From the interview with game producer Aaron Blean:

“…50 and G-Unit are putting on a sold-out performance somewhere in a fictional Middle Eastern setting. This is where the ‘blood on the sand’ comes in. They put on the performance; the people are pleased, but the concert promoter stiffs them and doesn’t give 50 and G-Unit their payment…So, of course, 50 isn’t going to leave until he gets paid, so he hassles the concert promoter, [saying] if he doesn’t come up with the money now, there will be consequences. And instead, the promoter offers him a very valuable gift – something that’s valuable to this particular country – a diamond encrusted skull.

So 50 gets the skull, and as he’s about to leave this war-torn country, when they’re ambushed and the skull is taken. They escape the ambush, but they’re without the skull. So 50’s motivated to get what belongs to him.

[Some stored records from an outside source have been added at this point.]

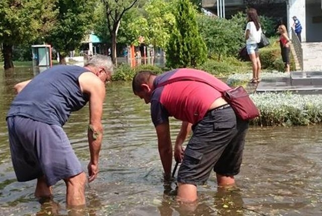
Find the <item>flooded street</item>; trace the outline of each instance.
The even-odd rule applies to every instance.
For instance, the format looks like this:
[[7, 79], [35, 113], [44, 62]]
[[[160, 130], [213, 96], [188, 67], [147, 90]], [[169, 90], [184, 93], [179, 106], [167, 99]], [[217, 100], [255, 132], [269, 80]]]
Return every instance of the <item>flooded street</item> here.
[[[11, 164], [5, 118], [15, 84], [32, 78], [32, 68], [0, 69], [0, 215], [71, 215], [62, 181], [52, 203], [34, 197], [36, 181], [18, 182]], [[85, 170], [89, 160], [88, 106], [72, 113], [64, 126]], [[213, 173], [198, 187], [199, 203], [174, 200], [175, 182], [164, 184], [149, 106], [130, 83], [107, 84], [104, 140], [98, 178], [87, 185], [87, 215], [321, 215], [322, 125], [251, 127], [238, 187], [222, 191]], [[173, 141], [180, 122], [172, 119]], [[174, 166], [174, 159], [173, 166]], [[50, 213], [49, 213], [50, 212]]]

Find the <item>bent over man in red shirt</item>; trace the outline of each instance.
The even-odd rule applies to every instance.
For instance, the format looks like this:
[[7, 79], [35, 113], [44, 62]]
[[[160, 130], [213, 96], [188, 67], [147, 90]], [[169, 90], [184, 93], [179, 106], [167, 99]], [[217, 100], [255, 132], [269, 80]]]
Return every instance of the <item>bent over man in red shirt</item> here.
[[[197, 199], [197, 185], [206, 182], [212, 169], [216, 172], [219, 186], [234, 184], [248, 122], [237, 118], [221, 93], [210, 85], [177, 78], [187, 76], [206, 81], [224, 91], [230, 89], [212, 75], [189, 68], [158, 76], [140, 71], [133, 78], [132, 88], [135, 95], [145, 103], [151, 103], [151, 117], [166, 180], [171, 178], [173, 156], [169, 117], [183, 121], [174, 151], [176, 161], [182, 162], [178, 174], [177, 199], [191, 202]], [[162, 84], [175, 78], [179, 80]], [[184, 151], [182, 144], [191, 126], [193, 134]]]

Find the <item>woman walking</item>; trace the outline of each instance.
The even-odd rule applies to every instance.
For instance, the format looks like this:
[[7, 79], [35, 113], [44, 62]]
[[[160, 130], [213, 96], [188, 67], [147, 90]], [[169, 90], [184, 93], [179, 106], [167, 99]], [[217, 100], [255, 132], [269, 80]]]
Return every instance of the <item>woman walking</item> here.
[[288, 37], [287, 30], [285, 25], [280, 25], [277, 29], [280, 34], [280, 39], [278, 41], [280, 42], [281, 47], [281, 54], [283, 62], [285, 64], [285, 72], [290, 72], [290, 43], [291, 41]]
[[245, 30], [246, 48], [247, 53], [252, 61], [253, 67], [253, 79], [251, 80], [250, 83], [256, 83], [261, 81], [260, 74], [262, 65], [257, 44], [261, 41], [262, 28], [256, 9], [250, 8], [247, 11], [247, 17], [248, 23]]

So basically, throughout the game, he’s trying to track these people down and find out who they are and why he was ambushed.

I think my favorite aspect of it is how it’s a “fictional Middle Eastern setting”; presumably, to neither offend anyone or have any concerns with regional or historical accuracy. It’s all pretty absurd, but it’s kinda great at the same time. The idea of getting to be Lloyd Banks in the desert sounds fun enough.

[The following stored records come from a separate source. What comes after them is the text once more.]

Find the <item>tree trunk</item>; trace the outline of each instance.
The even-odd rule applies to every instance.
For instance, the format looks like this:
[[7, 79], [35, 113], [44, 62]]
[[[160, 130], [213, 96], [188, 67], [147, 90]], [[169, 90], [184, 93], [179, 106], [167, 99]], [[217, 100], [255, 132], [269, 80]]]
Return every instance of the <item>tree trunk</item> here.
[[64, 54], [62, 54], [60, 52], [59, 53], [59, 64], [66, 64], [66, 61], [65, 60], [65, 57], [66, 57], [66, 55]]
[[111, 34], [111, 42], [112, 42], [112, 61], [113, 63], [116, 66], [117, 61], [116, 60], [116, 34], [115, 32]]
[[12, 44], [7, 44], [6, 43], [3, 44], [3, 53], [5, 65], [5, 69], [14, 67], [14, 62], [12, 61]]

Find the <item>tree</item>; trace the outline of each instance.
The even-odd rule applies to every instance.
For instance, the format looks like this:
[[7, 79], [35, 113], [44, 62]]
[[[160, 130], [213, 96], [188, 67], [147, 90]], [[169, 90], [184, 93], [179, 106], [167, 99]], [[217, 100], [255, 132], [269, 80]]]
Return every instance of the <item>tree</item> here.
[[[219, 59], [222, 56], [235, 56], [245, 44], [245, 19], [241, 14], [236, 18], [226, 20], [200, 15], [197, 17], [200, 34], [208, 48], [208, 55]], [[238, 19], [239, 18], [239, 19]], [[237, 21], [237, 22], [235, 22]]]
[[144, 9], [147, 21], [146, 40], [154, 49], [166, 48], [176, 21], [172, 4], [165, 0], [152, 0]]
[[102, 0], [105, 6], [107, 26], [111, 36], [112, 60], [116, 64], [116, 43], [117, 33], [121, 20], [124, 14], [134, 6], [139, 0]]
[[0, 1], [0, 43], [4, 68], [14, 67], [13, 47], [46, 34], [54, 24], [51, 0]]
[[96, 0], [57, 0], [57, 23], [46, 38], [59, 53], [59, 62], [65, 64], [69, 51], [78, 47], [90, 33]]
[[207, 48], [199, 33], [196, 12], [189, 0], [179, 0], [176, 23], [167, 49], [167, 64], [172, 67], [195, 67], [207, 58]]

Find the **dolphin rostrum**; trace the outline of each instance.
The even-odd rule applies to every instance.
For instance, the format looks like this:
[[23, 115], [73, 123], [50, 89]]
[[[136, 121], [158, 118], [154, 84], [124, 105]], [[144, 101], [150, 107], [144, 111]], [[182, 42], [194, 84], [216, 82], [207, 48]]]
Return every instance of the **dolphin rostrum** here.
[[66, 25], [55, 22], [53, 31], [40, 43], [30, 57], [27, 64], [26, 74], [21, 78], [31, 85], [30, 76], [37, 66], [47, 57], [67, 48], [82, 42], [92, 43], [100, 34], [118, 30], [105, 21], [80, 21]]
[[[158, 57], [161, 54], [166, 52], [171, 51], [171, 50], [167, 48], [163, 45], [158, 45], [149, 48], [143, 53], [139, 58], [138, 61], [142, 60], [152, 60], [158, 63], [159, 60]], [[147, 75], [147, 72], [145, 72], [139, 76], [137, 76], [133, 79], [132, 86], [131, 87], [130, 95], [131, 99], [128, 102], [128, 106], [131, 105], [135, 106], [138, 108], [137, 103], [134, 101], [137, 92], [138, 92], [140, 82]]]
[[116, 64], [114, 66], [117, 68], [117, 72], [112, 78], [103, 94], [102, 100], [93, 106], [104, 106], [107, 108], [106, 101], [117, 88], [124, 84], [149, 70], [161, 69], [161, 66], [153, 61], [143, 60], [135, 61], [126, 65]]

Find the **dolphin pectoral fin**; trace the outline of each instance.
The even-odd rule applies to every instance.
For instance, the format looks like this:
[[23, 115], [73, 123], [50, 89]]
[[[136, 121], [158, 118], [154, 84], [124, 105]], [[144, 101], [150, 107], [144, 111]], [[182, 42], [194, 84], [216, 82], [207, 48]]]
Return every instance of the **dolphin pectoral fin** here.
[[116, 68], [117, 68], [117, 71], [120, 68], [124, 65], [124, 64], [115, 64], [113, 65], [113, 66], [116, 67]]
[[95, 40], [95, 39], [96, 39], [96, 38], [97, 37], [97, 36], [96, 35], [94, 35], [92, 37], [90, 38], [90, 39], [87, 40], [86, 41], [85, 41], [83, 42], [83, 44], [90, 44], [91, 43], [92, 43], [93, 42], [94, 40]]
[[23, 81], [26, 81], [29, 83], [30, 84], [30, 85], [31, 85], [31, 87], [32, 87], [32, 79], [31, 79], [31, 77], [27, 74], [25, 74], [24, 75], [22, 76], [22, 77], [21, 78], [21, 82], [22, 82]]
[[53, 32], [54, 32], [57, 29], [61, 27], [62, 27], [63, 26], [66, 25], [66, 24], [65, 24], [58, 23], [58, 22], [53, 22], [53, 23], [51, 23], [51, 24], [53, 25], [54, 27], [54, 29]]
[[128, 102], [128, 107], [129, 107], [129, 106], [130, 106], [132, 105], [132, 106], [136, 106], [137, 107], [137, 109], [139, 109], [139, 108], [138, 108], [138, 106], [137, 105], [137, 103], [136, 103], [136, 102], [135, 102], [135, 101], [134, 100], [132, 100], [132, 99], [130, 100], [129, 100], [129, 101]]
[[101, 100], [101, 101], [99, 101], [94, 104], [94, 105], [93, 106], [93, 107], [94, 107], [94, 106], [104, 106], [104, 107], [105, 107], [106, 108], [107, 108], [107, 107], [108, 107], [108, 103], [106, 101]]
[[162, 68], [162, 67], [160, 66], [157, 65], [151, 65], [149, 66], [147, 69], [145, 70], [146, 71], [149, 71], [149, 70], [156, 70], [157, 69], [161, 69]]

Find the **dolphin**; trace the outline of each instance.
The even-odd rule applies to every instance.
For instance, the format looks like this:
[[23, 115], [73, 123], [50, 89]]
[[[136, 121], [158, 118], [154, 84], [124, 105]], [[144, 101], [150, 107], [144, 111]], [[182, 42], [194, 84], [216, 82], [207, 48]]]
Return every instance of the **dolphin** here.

Rappers “branching out” and licensing their rap persona or something like it is great in-theory because the thing about rap is, for all the shit it gets about being too serious or too this or that, even 50 Cent’s involved in ventures this silly and over-the-top and on some level, he knows it. Of course, when it comes to over-the-top potentially great/potentially horrible licensed rap ideas, I’m still waiting on the ‘State Property’ cartoon!